Gold Demonetization and the Price of Gold

In the late 19th century, the USA experimented briefly with a bimetallic standard. Both gold and silver were recognized as money. A bimetallic standard fails because of Gresham's Law. The government imposes a fixed exchange rate between gold and silver. When this drifts from the free market rate, people start hoarding the underpriced metal and selling the overpriced metal.

When silver was demonetized, the economy returned to a pure gold standard. The price of silver tanked. Since governments only recognized gold as valid for paying taxes and debts, this pushed up the price of gold. Government force made the price of gold artificially high and the price of silver artificially low. Government pushing up the price of gold is the same as government pushing down the price of silver. Under a gold standard, the price of silver is really the price of silver/gold. There was no incentive for holding silver, as it no longer could be used to pay taxes and debts.

In 1971, as the gold standard was about to be dropped, the leading economists made a prediction that shows how stupid economists are.

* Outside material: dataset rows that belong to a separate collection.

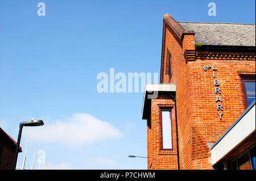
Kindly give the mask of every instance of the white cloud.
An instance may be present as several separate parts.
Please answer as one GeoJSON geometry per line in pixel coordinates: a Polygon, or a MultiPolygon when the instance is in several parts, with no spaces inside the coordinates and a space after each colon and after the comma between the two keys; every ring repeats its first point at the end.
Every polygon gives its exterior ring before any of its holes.
{"type": "Polygon", "coordinates": [[[118,165],[118,162],[112,158],[105,157],[97,156],[94,157],[92,159],[92,165],[100,167],[109,168],[109,167],[115,166],[118,165]]]}
{"type": "Polygon", "coordinates": [[[23,129],[23,129],[23,134],[28,141],[65,145],[77,145],[122,136],[118,128],[86,113],[76,113],[64,120],[23,129]]]}

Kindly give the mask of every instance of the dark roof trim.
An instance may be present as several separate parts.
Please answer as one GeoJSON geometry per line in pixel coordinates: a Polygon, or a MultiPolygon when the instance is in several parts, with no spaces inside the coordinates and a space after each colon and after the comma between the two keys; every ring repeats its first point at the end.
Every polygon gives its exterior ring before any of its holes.
{"type": "MultiPolygon", "coordinates": [[[[0,127],[0,134],[3,135],[4,137],[11,144],[11,146],[13,146],[14,149],[16,149],[16,146],[17,146],[17,143],[7,133],[6,133],[3,129],[0,127]]],[[[22,148],[19,146],[19,152],[22,152],[22,148]]]]}
{"type": "Polygon", "coordinates": [[[236,120],[236,121],[232,124],[232,125],[228,129],[227,131],[225,132],[224,133],[223,133],[222,135],[218,139],[218,140],[216,141],[216,142],[214,142],[214,144],[210,148],[210,150],[212,150],[213,148],[214,148],[215,146],[218,144],[218,143],[225,136],[226,136],[226,134],[228,134],[228,132],[238,123],[240,120],[245,116],[255,105],[255,100],[245,110],[245,111],[239,116],[239,117],[236,120]]]}
{"type": "Polygon", "coordinates": [[[217,51],[217,52],[255,52],[255,47],[249,46],[227,46],[210,45],[196,44],[197,51],[217,51]]]}

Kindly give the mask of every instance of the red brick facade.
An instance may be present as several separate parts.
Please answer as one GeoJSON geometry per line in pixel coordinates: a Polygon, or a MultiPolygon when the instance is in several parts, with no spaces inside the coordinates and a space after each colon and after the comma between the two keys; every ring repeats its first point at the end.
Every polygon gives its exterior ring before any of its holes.
{"type": "MultiPolygon", "coordinates": [[[[164,16],[160,83],[176,85],[180,169],[213,169],[207,143],[216,142],[245,111],[242,78],[255,78],[255,52],[197,50],[194,36],[193,32],[183,31],[171,16],[164,16]],[[210,68],[204,70],[208,65],[210,68]],[[214,85],[214,79],[220,85],[214,85]],[[216,94],[215,87],[221,94],[216,94]],[[221,102],[216,102],[217,95],[221,102]],[[218,103],[223,111],[217,110],[218,103]],[[221,119],[218,112],[223,113],[221,119]]],[[[151,101],[147,120],[148,169],[177,169],[175,112],[168,95],[160,94],[151,101]],[[173,150],[162,150],[162,108],[172,111],[173,150]]]]}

They predicted that the price of gold would tank when gold was demonetized. When governments no longer accepted gold as valid for paying debts and taxes, the price of gold would crash. Before 1971, the US dollar was a promise to pay gold. The US was defaulting on its promise to pay gold because there was a shortage of gold. There were plenty of dollars; the government was printing them with abandon.

The gold standard was dropped. The US government defaulted on its promise to redeem dollars in gold. People were granted the right to own gold again. Contrary to everyone's prediction, the price of gold skyrocketed. The stupid economists were predicting that, after a default on a promise, the value of receipts for that broken promise would rise!